The Tamil Tigers have directly targeted civilians with Claymore mines and suicide bombings, and summarily executed persons in their custody. They were allegedly responsible for a landmine attack in June on a bus in Anuradhapura that killed 67 civilians, including many children.  
 
Outside the immediate battlefield, both sides have acted in a manner that has increased the risk to civilians under their control. In April, government security forces stood by for two hours while a Sinhalese mob burned Tamil homes and shops in Trincomalee. The military is providing weapons but little training to civilian “home guards,” who readily become targets for Tamil Tiger attacks.  
 
The Tamil Tigers impose mandatory military and civil defense training on a large scale to civilians in areas they control. They often arm civilians to fill checkpoints and sentry posts, dangerously blurring the line between combatants and civilians. In addition, the Tamil Tigers continue to recruit children to be soldiers in their forces. The breakaway faction of the Tamil Tigers under Colonel Karuna, which is increasingly linked to government forces, is forcibly recruiting children. Since June the Karuna group has abducted more than 100 children for its forces.  
 
The renewal of major fighting has resulted in several hundred thousand people, including more than 220,000 persons displaced from their homes throughout the north and east, requiring humanitarian assistance. Yet neither the government nor the Tamil Tigers have acted to ensure that humanitarian assistance reaches these threatened populations.  
 
Government efforts to provide aid have been slow and cumbersome. The Ministry of Defense has placed unnecessary obstacles in the way of humanitarian agencies, including new registration requirements that appear designed more to discourage humanitarian action than regulate it.
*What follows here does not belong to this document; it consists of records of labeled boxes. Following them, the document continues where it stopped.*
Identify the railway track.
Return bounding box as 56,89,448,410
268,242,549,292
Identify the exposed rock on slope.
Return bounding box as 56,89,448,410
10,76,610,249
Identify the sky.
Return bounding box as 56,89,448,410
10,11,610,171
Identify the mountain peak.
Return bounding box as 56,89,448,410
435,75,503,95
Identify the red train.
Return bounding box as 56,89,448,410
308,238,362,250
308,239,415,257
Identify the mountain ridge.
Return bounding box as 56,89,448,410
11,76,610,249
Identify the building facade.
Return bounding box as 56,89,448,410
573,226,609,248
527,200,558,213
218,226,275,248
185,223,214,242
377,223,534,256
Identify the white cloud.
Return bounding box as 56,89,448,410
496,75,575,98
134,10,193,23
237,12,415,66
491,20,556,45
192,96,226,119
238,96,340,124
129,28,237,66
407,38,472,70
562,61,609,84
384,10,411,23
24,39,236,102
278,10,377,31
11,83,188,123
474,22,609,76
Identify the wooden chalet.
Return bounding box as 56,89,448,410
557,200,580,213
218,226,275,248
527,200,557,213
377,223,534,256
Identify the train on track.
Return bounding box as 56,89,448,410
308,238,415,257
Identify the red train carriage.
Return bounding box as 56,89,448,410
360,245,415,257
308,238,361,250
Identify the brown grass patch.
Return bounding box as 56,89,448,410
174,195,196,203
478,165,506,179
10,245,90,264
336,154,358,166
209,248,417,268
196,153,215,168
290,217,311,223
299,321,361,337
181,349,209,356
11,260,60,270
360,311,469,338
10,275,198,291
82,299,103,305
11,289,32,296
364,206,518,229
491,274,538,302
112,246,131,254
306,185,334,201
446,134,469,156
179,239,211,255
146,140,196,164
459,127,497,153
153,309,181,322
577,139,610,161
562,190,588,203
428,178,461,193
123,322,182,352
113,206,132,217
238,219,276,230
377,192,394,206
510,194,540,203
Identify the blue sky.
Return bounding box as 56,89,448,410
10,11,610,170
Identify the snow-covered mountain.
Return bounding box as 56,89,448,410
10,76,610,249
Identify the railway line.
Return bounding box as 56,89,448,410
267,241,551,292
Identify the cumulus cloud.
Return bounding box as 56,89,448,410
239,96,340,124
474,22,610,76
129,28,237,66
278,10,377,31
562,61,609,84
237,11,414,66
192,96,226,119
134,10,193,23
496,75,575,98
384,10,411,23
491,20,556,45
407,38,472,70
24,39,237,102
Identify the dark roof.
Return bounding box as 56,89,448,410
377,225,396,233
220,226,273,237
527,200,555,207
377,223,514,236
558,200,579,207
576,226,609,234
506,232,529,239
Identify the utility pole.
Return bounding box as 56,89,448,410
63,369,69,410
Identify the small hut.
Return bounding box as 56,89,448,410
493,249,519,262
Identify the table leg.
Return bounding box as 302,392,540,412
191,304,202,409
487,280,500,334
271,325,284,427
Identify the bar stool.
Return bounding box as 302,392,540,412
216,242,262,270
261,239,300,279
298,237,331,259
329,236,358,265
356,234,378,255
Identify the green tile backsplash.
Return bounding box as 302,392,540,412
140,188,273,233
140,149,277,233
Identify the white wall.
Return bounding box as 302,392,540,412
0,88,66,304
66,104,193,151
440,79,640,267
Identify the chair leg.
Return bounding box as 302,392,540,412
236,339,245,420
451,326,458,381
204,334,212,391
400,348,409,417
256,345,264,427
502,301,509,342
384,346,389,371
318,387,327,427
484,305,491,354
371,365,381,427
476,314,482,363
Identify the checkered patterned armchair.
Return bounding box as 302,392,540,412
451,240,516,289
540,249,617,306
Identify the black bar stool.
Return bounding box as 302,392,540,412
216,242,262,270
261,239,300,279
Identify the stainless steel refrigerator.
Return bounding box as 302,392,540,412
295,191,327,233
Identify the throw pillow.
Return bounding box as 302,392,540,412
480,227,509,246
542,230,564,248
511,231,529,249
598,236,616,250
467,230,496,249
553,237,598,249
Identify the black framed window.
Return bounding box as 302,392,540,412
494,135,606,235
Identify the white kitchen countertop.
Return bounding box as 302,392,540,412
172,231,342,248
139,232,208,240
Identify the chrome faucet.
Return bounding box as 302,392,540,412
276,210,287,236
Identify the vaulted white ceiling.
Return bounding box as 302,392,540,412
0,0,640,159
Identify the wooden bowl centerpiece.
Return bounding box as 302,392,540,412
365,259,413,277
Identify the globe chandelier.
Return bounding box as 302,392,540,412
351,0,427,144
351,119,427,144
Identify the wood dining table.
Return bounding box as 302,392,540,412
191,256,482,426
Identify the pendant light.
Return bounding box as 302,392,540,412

Even after the end of major fighting in Jaffna, the government and the LTTE have hindered humanitarian assistance from reaching the peninsula.  
 
“Harassment, threats and violence are becoming common occurrences for aid workers in the north and east, threatening the delivery of relief assistance,” said Ross. “International organizations are considering the possibility of pulling out of Sri Lanka – this at a time when they are needed more than ever.”  
 
With the ceasefire all but officially collapsed, human rights abuses have dangerously increased, said Human Rights Watch. Sri Lankan security forces are believed to be responsible for a number of serious violations in 2006, including the summary execution of five Tamil students in Trincomalee in January, the “disappearance” of eight young men from a Hindu temple in Jaffna in May, and the execution-style slaying of five Tamil fishermen on Mannar Island in June.  
 
Since the start of the ceasefire in 2002, the Tamil Tigers have been implicated in more than 200 targeted killings, mostly of Tamils viewed as being political opponents. Alleged LTTE forces in April shot and killed eight Sinhalese farmers, including three boys, in Trincomalee district. An LTTE car bombing on August 8 in Colombo injured a Tamil member of parliament and killed his bodyguard and a 3-year-old child. On August 12, suspected LTTE gunmen shot and killed Kethesh Loganathan, the highly respected Tamil deputy head of the government’s Peace Secretariat, at his home in Colombo.  
 
Impunity for perpetrators of human rights abuses remains the greatest obstacle to ending the vicious cycle of murder and reprisal in Sri Lanka, Human Rights Watch said. The government has frequently initiated investigations into alleged rights violations by government security forces, but rarely have these investigations led to prosecutions, let alone convictions.  
 
“The massive harm inflicted on the civilian population in so short a period of major fighting shows the need for real steps to protect civilians,” said Ross. “Agreeing to a U.N. human rights monitoring mission would be a good place to start.”